A (Jewish) star is born (and reborn)
Jeremy Strong — along with Sebastian Stan (also up for the film A Different Man) — is in the race for his portrayal of Donald Trump’s mentor Roy Cohn in The Apprentice (Cohn’s cousin has endorsed the performance).
But that film, which spends a bit of time in the Trump developments in Coney Island (two years ago Strong was in another film, Armageddon Time, also featuring an actor playing Fred Trump) lags behind Sean Baker’s Anora. Anora, nominated five Golden Globes including best picture musical or comedy, gives a thorough walking tour of Brighton Beach.
Jewish actor Mikey Madison, playing a lifelong Brooklyn resident who strips before marrying a ne’er do well Russian oligarch’s son, is up for best performance, and could well win.

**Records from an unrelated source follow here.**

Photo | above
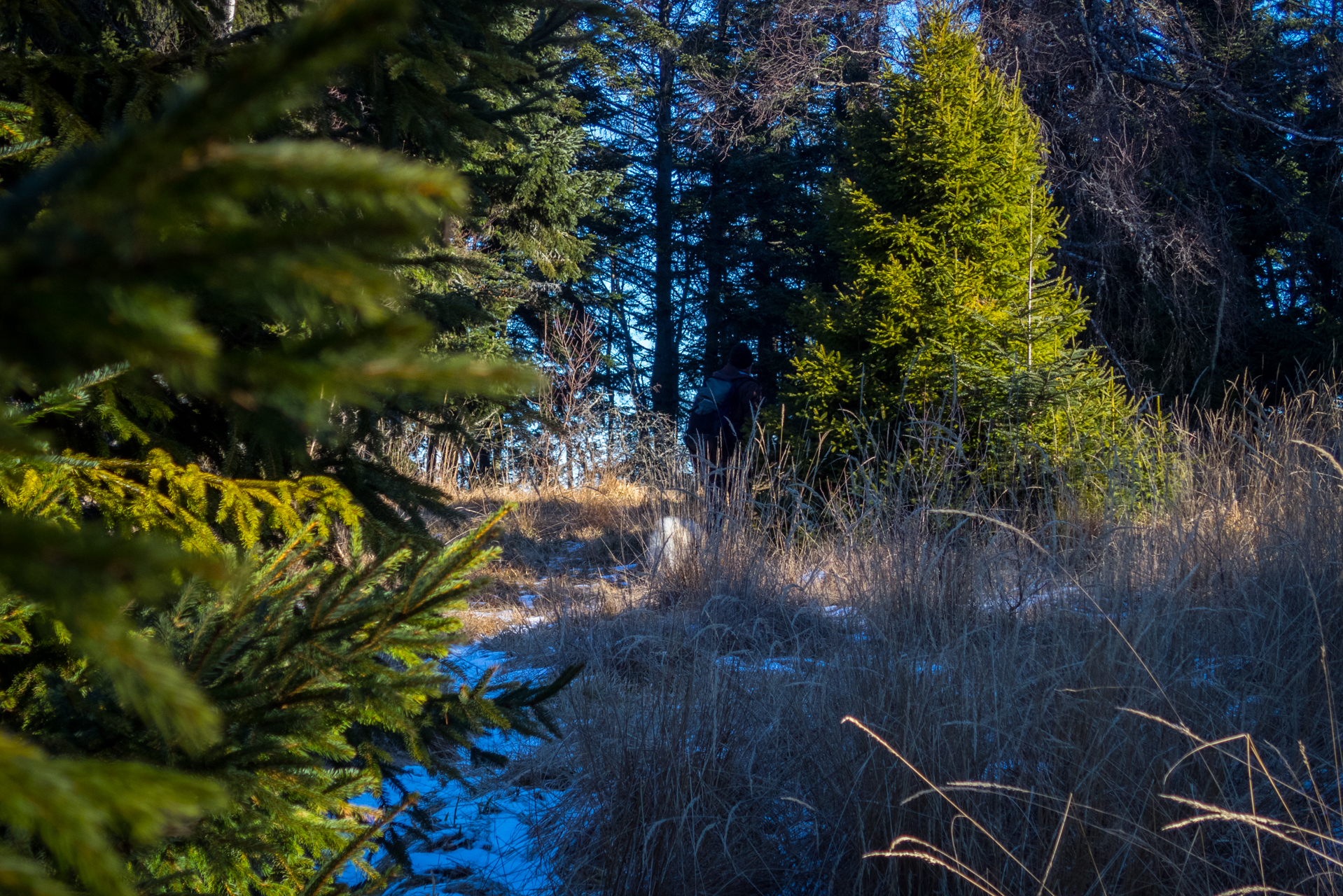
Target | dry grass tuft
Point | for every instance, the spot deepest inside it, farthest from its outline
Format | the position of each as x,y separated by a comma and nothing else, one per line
1091,703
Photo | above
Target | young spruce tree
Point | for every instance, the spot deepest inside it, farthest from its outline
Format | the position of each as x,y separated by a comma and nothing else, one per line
949,301
181,710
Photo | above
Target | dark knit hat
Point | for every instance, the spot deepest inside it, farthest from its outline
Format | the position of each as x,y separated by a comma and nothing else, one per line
740,356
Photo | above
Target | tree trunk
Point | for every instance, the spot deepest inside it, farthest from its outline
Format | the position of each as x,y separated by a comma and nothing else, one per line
665,356
716,265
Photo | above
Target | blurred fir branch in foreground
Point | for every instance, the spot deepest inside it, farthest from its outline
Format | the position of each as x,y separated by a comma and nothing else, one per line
194,684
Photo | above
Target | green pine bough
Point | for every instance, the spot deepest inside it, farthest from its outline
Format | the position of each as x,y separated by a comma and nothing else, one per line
952,320
194,687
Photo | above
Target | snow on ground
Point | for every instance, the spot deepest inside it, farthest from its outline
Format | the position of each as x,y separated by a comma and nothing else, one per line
482,841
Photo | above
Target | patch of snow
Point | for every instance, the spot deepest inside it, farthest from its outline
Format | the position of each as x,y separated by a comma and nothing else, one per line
484,833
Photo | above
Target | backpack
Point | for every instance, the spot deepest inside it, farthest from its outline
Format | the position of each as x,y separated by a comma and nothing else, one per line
711,431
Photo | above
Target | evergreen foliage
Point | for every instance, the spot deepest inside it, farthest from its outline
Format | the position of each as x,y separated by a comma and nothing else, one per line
457,83
949,301
194,266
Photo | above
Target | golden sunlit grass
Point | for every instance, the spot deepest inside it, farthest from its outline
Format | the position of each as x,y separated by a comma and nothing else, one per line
1045,703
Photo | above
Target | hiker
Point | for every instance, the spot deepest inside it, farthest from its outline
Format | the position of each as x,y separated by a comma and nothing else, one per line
723,412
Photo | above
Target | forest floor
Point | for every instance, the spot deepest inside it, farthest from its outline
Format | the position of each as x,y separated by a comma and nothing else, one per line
1044,700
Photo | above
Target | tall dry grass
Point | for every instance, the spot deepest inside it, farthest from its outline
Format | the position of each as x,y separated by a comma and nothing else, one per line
1047,694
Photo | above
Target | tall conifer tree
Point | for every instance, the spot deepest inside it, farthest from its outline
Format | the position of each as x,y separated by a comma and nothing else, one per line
949,298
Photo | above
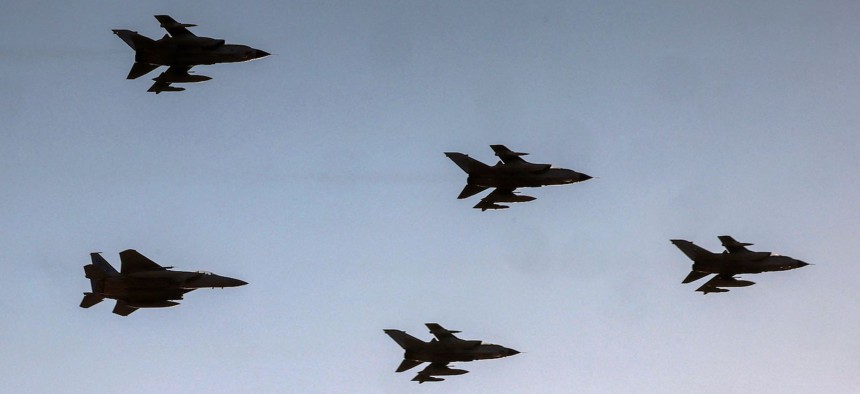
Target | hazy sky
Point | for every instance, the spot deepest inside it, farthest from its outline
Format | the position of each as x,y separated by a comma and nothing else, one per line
317,175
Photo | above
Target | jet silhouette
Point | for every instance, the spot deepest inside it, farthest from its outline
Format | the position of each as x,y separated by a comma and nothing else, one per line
445,348
510,173
736,260
180,50
141,283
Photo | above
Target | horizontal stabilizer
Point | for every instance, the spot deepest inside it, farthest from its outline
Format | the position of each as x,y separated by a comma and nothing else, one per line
134,40
421,378
123,309
484,205
159,87
90,299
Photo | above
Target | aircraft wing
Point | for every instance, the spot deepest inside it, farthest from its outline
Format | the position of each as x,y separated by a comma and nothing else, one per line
173,27
441,333
435,369
132,261
716,284
508,156
501,194
171,75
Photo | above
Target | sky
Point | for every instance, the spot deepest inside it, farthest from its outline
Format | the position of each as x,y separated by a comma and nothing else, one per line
318,176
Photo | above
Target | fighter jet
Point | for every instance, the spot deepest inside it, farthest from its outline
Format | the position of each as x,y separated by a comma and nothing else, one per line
141,283
445,348
510,173
735,260
180,50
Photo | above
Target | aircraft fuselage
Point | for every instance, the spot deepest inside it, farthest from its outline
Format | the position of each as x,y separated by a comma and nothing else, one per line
746,263
446,353
202,50
513,177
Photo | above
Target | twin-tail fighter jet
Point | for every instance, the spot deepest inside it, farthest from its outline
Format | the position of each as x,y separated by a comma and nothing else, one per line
141,283
445,348
510,173
735,260
180,50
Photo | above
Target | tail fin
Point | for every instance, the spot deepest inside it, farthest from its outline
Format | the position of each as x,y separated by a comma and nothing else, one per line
407,365
471,190
690,249
103,265
732,245
91,299
406,341
134,40
466,163
96,273
694,276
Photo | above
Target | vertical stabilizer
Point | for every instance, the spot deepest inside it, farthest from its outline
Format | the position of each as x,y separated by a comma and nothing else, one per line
466,163
406,341
690,249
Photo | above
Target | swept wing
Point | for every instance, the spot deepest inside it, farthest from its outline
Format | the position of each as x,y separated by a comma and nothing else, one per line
716,284
131,261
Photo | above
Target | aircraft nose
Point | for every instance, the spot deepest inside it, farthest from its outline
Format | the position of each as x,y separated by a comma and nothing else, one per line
238,282
232,282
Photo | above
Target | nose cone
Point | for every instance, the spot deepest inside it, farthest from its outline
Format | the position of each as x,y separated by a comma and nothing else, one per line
231,282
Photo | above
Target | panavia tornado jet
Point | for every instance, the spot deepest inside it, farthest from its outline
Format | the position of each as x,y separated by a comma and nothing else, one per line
510,173
445,348
180,50
141,283
735,260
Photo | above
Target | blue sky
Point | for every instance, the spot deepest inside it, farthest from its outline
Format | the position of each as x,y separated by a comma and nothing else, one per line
317,175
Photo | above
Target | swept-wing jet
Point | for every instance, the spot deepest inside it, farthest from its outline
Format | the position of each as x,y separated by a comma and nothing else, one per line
735,260
141,283
510,173
445,348
180,50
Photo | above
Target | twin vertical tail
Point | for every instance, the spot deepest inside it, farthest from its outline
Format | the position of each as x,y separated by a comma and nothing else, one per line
97,272
138,43
466,163
408,343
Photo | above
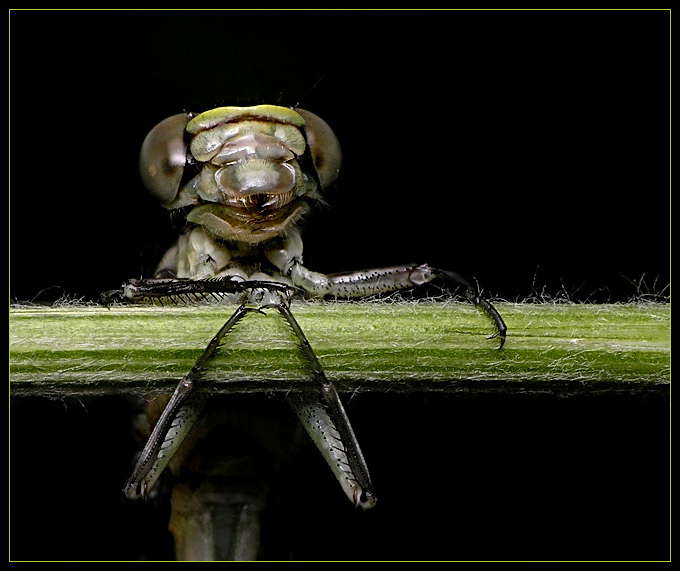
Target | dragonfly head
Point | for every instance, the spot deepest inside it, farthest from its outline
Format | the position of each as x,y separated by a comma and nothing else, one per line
246,174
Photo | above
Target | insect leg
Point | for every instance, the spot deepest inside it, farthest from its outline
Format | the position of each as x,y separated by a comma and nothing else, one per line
325,420
160,289
383,280
179,415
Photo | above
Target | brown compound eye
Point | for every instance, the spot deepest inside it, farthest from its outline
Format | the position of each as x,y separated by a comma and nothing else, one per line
163,158
324,146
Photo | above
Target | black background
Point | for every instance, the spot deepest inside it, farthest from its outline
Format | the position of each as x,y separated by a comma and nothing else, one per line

Other Jewish standouts include Ebon Moss-Bachrach, once more eligible for The Bear, Kevin Kline with his first major film nomination in years for the miniseries Disclaimer. There is also Gabriel LaBelle — pivoting from Young Spielberg to Young Lorne Michaels — in Saturday Night. Hannah Einbinder, whose mother, Laraine Newman, is a character in that film about the first episode of the late night sketch show, is once again nominated for Hacks.
SNL alum Adam Sandler is nominated for his stand-up special while Harrison Ford (mentioned in the original “Hanukkah Song” as erroneously a quarter Jewish — he’s half!) is up for AppleTV+’s Shrinking with his Jewish costar Jason Segel. If you wanna get really trippy, Jake Gyllenhaal is nominated for AppleTV+’s Presumed Innocent for the lead role Ford originated in the 1990 film adaptation of Scott Turow’s novel.
Did everybody want this?
Never bet against Brody — this time I mean Adam, not Adrien.
Brody, who co-starred with fellow nominee Jesse Eisenberg in Fleishman is in Trouble, is nominated for his role as hot rabbi Noah Roklov in Nobody Wants This. The show — the source of much Shabbat meal debate — is also up for best TV series musical or comedy and for best actress for Kristen Bell.
It remains to be seen if any of this is good for the Jews.
Second chances to settle the score
Hans Zimmer passed on scoring Gladiator II, but is nominated for work in Dune: Part Two. Danny Elfman returned for Tim Burton’s Beetlejuice Beetlejuice, but was not nominated.
Getting witchy with it
To the surprise of no one, Wicked Part I is in the running for four Golden Globes including best picture musical or comedy. And though there are endless think pieces likening Elphaba’s circumstances to the Jewish condition — or the more interesting proposal that it’s all about Hitleresque propaganda — it is not the most Jewish witch content being feted at the Globes.
No, that honor would have to go to Agatha All Along, for which star Kathryn Hahn is nominated.
Wicked may well be a popular b’nai mitzvah theme for the next two years, but Agatha All Along had a full bar mitzvah scene, supervised by and starring an actual rabbi from the suburbs of Atlanta.